SOUTH ASIAN STUDIES
NOTES TO CONTRIBUTORS
Editorial address:
Adam Hardy
Editor, South Asian Studies
The Welsh School of Architecture
Bute Building
King Edward VII Avenue
Cardiff CF10 3NB
UK
Submitting an article
In the first instance articles should be sent by email to the Editor at editor@basas.org.uk. Most articles in SAS are around 5,000 words: they should not normally exceed 12,000. Articles should be emailed in Word or pdf format; please include any illustrations with captions in the article document or in a separate pdf file. Each article should be accompanied by an Abstract of about 200 words, and information giving the author's institutional affiliation (if any) and email address, both of which will appear in the journal if the article is published.
There are no deadlines for submission, as articles are reviewed on a rolling basis.
Once an article has been accepted, a printed copy of the author's final version, double spaced, should be sent to the Editor. Images should be sent as good quality prints or slides, or on a disc at high resolution (at desired print size 300 dpi minimum for photos, 600 dpi minimum for line drawings).

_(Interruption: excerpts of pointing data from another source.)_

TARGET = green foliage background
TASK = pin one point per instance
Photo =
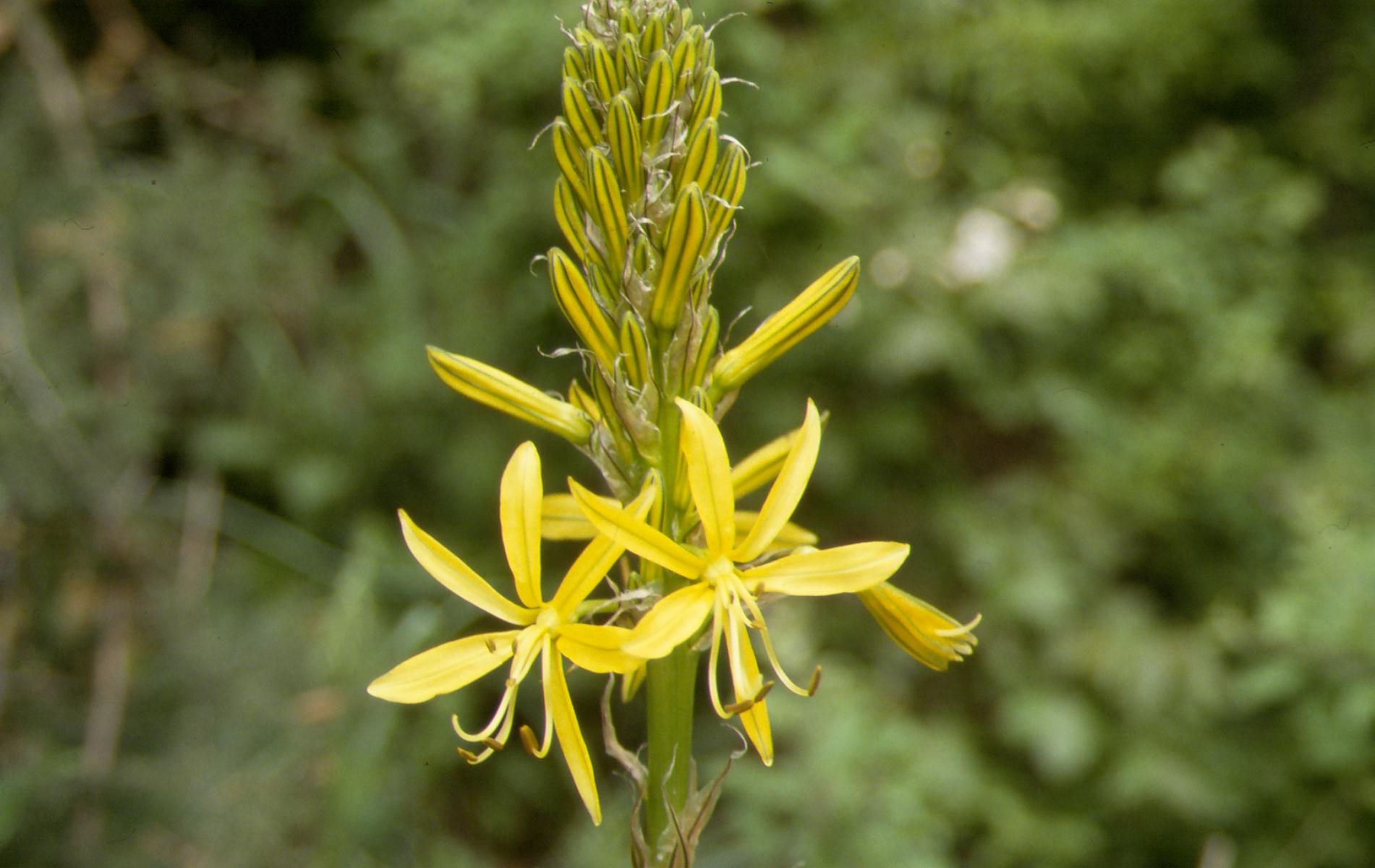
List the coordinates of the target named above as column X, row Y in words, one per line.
column 1140, row 443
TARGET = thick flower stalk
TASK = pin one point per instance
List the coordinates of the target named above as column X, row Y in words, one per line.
column 648, row 189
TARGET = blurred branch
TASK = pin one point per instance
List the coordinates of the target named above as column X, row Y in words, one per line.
column 56, row 87
column 38, row 393
column 105, row 720
column 200, row 534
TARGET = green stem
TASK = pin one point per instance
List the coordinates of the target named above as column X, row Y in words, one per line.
column 673, row 680
column 671, row 684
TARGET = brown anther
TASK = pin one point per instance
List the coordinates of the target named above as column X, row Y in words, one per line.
column 740, row 707
column 527, row 739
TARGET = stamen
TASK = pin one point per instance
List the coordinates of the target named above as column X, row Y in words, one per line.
column 503, row 709
column 773, row 658
column 746, row 705
column 469, row 757
column 740, row 707
column 527, row 739
column 712, row 660
column 961, row 629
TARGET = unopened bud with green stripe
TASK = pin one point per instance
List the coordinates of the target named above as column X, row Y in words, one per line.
column 775, row 336
column 682, row 245
column 501, row 391
column 575, row 300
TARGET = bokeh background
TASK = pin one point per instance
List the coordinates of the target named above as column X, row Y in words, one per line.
column 1110, row 370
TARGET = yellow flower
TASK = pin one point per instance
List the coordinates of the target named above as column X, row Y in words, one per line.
column 924, row 631
column 725, row 584
column 545, row 630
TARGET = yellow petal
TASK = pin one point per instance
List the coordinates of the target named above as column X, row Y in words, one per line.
column 560, row 519
column 726, row 189
column 605, row 76
column 579, row 307
column 790, row 537
column 598, row 558
column 579, row 114
column 704, row 349
column 761, row 467
column 685, row 59
column 652, row 38
column 629, row 532
column 520, row 505
column 799, row 318
column 498, row 390
column 608, row 210
column 659, row 95
column 708, row 476
column 787, row 490
column 707, row 101
column 458, row 576
column 444, row 669
column 597, row 648
column 744, row 673
column 682, row 245
column 569, row 154
column 920, row 629
column 575, row 65
column 569, row 213
column 699, row 154
column 560, row 706
column 623, row 138
column 830, row 571
column 627, row 53
column 634, row 349
column 671, row 622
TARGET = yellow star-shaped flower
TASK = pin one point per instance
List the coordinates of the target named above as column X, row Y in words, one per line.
column 546, row 630
column 725, row 581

At this stage a copy of the text (the same as the printed version) should also be sent in Word format, either by email or on disc.
Whenever permission is required to reproduce an image, it is the author's responsibility to obtain this in writing. Credits should appear at the end of the captions (courtesy of the The British Museum).
Style
References should be given in endnotes, and generally should be for references, not for expanding on the text. They should appear as NOTES at the end of the article, after any ACKNOWLEDGEMENTS. Unless there is a particular reason there should be no Bibliography, as relevant references will have been given in the Notes.
From 2009 South Asian Studies is following the MHRA Style Guide (2nd edition, 2008). In principle this means British English spelling; however American authors submitting to SAS may use American English spelling. The Style Guide can be purchased, or downloaded free, from http://www.mhra.org.uk/Publications/Books/StyleGuide/index.html.
Briefly, references to books should be as follows:
S. Radhakrishnan, The Principal Upanishads (London: George Allen and Unwin, 1953), pp. 266-67.
and to articles:
O. Viennot, 'Le Problème des temples à toit plat dans l'Inde du Nord', Arts Asiatiques, 18 (1968), 23-84 (p. 29).
Use single quotation marks, with double ones for quotations within quotations. Quotations longer than about forty words should be set out in a column without quotation marks, with a blank line before and after. In general, spell out numbers one to a hundred (seventeen sheep, the seventeenth century, seventeenth-century sheep), unless they appear in lists or refer to weights or measures in a statistical manner (1 kg, 15 kg, 3 lb, 4 cm, 12 m, 2 ft).
In SAS, the use of diacritical marks for romanised Sanskrit words etc. is a matter of author's preference. If diacritical marks are used, Word versions of the text are acceptable only in Gandhari Unicode font. This can be downloaded free from the internet. Where diacritical marks are not used, accepted anglicised spellings should be employed: Shiva and Vishnu, not Siva and Visnu. Conventions for designating eras are also left to the author's preference: 625 BC and AD 1526, or 625 BCE and 1526 CE.